Millions at risk of losing Medicaid

Confusion mounts as states begin required eligibilit­y review for 84M recipients

- By Amanda Seitz and Anita Snow

WASHINGTON — Days out from a surgery and with a young son undergoing chemothera­py, Kyle McHenry was scrambling to figure out if his Florida family will still be covered by Medicaid come Monday.

One form on the state’s website said coverage for their sick 5-year-old son, Ryder, had been denied. But another said the family would remain on Medicaid through next year. And a letter from the state said McHenry now makes too much money for him, his wife and their older son to qualify after the end of the month.

Three phone calls and a total of six frustratin­g hours on hold Thursday with Florida’s Department of Children and Families later, the McHenrys finally got the answer they were dreading: Most of the family is losing Medicaid coverage, although Ryder remains eligible because of his illness.

“I’m trying not to go into panic,” McHenry’s wife, Allie McHenry, told The Associated Press earlier in the week. The state agency did not respond to AP’s request for comment.

The McHenrys are among the first casualties in an unpreceden­ted nationwide review of the 84 million Medicaid enrollees over the next year that will require states to remove people whose incomes are now too high for the federal-state program offered to the poorest Americans.

Millions are expected to be left without insurance after getting a reprieve for the past three years during the coronaviru­s pandemic, when the federal government barred states from removing anyone who was deemed ineligible.

Advocacy groups have warned for months that confusion and errors will abound throughout the undertakin­g, wrongly leaving some of the country’s poorest people suddenly without health insurance and unable to pay for necessary medical care.

Medicaid enrollees are already reporting they’ve been erroneousl­y kicked off in a handful of states that have begun removing people, including Arizona, Arkansas, Florida, Idaho, Iowa, New Hampshire and South Dakota, according to data gathered by the AP.

Trevor Hawkins is seeing the problems play out firsthand in Arkansas, where officials said the state is moving “as fast as possible” to wrap up a review before year’s end.

Hawkins spends his days driving winding roads across the state providing free legal services to people who have lost coverage or need help filling out pages of forms the state has mailed to them.
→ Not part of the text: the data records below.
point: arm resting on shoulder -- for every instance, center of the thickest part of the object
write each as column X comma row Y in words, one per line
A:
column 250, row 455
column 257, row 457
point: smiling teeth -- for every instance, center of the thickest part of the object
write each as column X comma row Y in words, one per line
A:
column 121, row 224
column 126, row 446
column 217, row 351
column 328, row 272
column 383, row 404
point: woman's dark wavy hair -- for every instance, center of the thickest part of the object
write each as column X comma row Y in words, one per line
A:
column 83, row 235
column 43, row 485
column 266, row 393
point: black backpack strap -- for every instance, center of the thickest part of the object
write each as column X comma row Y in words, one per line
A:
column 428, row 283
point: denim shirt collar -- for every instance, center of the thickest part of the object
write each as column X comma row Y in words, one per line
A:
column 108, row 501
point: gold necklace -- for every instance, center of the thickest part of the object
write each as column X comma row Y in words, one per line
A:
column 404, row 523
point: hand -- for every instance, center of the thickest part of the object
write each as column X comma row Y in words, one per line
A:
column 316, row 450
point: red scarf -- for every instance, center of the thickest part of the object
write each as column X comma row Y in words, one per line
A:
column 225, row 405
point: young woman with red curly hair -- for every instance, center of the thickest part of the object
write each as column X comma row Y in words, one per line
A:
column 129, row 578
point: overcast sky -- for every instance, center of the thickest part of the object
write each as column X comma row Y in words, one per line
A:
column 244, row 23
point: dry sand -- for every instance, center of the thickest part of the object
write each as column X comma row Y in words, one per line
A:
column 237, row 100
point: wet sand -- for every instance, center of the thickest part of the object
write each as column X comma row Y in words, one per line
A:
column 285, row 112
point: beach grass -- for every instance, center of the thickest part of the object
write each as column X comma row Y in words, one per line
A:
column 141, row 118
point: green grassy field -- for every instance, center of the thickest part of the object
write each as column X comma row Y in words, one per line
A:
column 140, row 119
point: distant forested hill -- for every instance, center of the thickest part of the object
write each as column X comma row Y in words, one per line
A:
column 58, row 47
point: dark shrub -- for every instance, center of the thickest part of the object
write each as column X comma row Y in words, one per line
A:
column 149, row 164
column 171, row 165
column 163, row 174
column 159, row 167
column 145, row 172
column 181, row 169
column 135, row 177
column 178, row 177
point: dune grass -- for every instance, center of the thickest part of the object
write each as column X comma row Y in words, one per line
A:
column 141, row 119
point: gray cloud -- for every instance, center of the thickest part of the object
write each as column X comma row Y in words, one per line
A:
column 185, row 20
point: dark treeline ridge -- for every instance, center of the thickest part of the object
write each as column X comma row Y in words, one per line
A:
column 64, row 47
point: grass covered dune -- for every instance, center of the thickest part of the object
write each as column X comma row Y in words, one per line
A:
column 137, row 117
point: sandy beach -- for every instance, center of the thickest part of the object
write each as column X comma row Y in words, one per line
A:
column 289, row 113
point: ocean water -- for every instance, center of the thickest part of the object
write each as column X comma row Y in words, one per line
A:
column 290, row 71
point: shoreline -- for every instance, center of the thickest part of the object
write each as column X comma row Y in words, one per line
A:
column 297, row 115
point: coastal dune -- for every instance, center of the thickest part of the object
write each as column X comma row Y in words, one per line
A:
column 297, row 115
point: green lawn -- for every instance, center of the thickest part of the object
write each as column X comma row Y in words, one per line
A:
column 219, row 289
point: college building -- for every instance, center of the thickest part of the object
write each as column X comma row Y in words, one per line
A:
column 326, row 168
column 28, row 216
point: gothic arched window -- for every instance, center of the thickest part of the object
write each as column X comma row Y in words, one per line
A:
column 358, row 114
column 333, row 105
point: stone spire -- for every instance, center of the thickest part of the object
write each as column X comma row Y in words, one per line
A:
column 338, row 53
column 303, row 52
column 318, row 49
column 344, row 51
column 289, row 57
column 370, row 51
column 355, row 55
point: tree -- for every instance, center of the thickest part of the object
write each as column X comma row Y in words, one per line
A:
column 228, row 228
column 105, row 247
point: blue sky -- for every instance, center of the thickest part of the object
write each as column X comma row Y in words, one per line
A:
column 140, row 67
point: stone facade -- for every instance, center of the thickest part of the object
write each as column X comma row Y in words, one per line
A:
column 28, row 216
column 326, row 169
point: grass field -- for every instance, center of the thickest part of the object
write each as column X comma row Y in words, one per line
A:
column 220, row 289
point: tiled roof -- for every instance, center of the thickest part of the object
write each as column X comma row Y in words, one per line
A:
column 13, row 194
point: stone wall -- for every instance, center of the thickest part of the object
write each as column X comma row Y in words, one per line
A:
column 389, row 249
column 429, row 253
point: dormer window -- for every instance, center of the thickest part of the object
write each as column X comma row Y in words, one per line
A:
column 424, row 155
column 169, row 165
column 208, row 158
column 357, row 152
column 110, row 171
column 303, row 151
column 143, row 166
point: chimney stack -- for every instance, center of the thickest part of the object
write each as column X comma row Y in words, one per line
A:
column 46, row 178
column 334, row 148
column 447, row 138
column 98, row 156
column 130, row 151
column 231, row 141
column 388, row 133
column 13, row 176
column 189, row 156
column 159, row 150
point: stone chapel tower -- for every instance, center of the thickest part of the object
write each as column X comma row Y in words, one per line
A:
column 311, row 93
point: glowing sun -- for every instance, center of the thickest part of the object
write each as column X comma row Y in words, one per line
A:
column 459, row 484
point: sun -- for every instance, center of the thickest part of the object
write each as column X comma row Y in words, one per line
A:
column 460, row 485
In between his drives, he fields about a half-dozen phone calls daily from people seeking guidance on their Medicaid applicatio­ns.

“The notices are so confusing,” said Hawkins, who works for Legal Aid of Arkansas. “No two people have had the same experience with losing their coverage. It’s hard to identify what’s really the issue.”

Some people have been mailed pre-populated applicatio­n forms that include inaccurate income or household informatio­n but leave Medicaid enrollees no space to fix the state’s errors. Others have received documents that say Medicaid recipients will lose their coverage before they’ve even had an opportunit­y to reapply, Hawkins said. A spokesman for Arkansas’ Department of Human Services said the forms instruct enrollees to fill in their informatio­n.